I'm angry he didn't contact the kids on New Year's Day. I'm angry that the kids don't even miss him. I'm angry that they expect him to let them down. I'm angry that my kids are sad and he doesn't know. That they are having nightmares, sleep walking, crying etc and he has no clue. Silly silly man. I know this is all so much more complicated in his head than I could ever imagine but there is a huge part of me that just wants him to wake up and see what he's missing. My two kids are worth more than anything he could possibly be getting elsewhere. I cant even fathom what more than them he could ever want or need.......

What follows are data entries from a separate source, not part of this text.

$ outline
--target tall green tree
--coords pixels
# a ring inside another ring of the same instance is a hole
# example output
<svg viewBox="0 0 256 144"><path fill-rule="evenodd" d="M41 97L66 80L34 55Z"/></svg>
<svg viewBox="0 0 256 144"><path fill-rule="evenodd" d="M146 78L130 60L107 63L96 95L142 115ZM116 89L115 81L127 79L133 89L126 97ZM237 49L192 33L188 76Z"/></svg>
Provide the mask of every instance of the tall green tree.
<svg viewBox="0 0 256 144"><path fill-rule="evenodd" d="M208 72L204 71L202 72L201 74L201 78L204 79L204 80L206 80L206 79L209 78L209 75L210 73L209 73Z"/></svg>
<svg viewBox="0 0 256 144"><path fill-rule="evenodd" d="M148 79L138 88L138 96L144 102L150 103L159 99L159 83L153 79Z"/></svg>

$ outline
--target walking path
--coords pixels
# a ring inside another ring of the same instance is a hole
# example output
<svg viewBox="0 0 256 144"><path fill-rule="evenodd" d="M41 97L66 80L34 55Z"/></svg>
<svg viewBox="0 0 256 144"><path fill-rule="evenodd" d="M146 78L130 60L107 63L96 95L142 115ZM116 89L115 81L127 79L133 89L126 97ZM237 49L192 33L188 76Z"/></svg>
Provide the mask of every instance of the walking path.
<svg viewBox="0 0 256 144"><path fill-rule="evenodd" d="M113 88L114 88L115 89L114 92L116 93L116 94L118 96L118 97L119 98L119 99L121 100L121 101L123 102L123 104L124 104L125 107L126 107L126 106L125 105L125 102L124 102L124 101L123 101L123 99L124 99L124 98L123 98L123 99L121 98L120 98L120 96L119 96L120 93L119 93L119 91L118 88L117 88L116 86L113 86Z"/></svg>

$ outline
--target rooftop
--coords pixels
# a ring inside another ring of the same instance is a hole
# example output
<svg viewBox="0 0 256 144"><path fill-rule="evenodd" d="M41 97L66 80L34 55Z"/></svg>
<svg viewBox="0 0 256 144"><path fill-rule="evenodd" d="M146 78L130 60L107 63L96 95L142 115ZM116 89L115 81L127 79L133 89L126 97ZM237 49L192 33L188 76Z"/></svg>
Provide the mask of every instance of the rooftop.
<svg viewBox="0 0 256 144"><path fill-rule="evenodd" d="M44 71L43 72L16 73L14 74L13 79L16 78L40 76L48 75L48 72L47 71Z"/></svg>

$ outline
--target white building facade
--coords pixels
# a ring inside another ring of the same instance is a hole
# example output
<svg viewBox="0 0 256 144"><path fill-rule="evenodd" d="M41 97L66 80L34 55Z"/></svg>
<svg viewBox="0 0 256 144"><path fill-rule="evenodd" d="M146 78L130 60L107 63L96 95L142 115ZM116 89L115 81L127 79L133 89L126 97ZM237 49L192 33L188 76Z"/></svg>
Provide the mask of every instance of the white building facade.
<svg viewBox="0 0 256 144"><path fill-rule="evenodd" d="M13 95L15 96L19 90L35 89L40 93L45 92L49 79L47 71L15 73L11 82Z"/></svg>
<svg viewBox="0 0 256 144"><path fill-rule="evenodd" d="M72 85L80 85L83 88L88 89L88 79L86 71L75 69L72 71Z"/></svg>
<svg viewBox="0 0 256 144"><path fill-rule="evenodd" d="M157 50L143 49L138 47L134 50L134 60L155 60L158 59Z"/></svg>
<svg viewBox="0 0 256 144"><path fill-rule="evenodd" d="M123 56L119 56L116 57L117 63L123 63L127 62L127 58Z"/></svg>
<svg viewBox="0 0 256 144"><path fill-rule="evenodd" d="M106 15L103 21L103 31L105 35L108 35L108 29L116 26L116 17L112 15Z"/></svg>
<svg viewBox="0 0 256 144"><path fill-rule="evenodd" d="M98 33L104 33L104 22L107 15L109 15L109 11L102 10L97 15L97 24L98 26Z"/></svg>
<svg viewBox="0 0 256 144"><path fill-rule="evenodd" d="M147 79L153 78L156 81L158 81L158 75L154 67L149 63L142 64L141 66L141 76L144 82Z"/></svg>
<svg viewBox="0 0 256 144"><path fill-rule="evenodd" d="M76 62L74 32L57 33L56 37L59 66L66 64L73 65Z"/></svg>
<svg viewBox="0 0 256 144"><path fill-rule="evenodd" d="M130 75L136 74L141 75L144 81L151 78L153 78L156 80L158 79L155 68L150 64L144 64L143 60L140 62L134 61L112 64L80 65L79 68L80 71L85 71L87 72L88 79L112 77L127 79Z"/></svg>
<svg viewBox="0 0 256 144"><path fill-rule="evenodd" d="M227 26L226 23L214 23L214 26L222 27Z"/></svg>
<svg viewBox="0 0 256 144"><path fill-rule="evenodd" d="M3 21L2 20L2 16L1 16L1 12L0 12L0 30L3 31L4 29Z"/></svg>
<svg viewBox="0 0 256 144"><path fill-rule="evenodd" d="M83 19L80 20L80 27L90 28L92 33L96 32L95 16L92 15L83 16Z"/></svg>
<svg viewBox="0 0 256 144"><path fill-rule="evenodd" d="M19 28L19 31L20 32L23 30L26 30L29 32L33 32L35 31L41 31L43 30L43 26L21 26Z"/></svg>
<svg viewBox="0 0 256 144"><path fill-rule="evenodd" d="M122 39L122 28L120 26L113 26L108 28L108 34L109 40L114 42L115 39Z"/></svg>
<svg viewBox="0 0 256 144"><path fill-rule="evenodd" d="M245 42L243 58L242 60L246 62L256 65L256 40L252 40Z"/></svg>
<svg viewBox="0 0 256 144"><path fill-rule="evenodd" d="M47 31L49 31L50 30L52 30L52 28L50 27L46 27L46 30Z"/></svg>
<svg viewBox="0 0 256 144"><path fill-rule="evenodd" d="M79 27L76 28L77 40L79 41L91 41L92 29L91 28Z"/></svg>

CC - I am so sad for your children and for you. They are so little and really just dont understand. I have been dealing with the same anger for the past few days. On NYE, my S4 told me "Dont worry if daddy if not there tonight, I will be the daddy. I am strong, tall and have a shirt just like him. I will be the daddy and take care of you and S3." It broke my heart into a million pieces. A four year old should not have to worry about protecting their family and filling their daddies shoes. Instead of being with his children, H was at a hotel NYE party with his single guy friends drinking the night away and doing who knows what else.
It makes me so angry and so sad to see so many children on this forums suffering. They are suffering and the WAS has no idea. My H is convinced that they will be just fine. Wait until they are old enough to know that our Hs were actually doing when they checked out and where never there.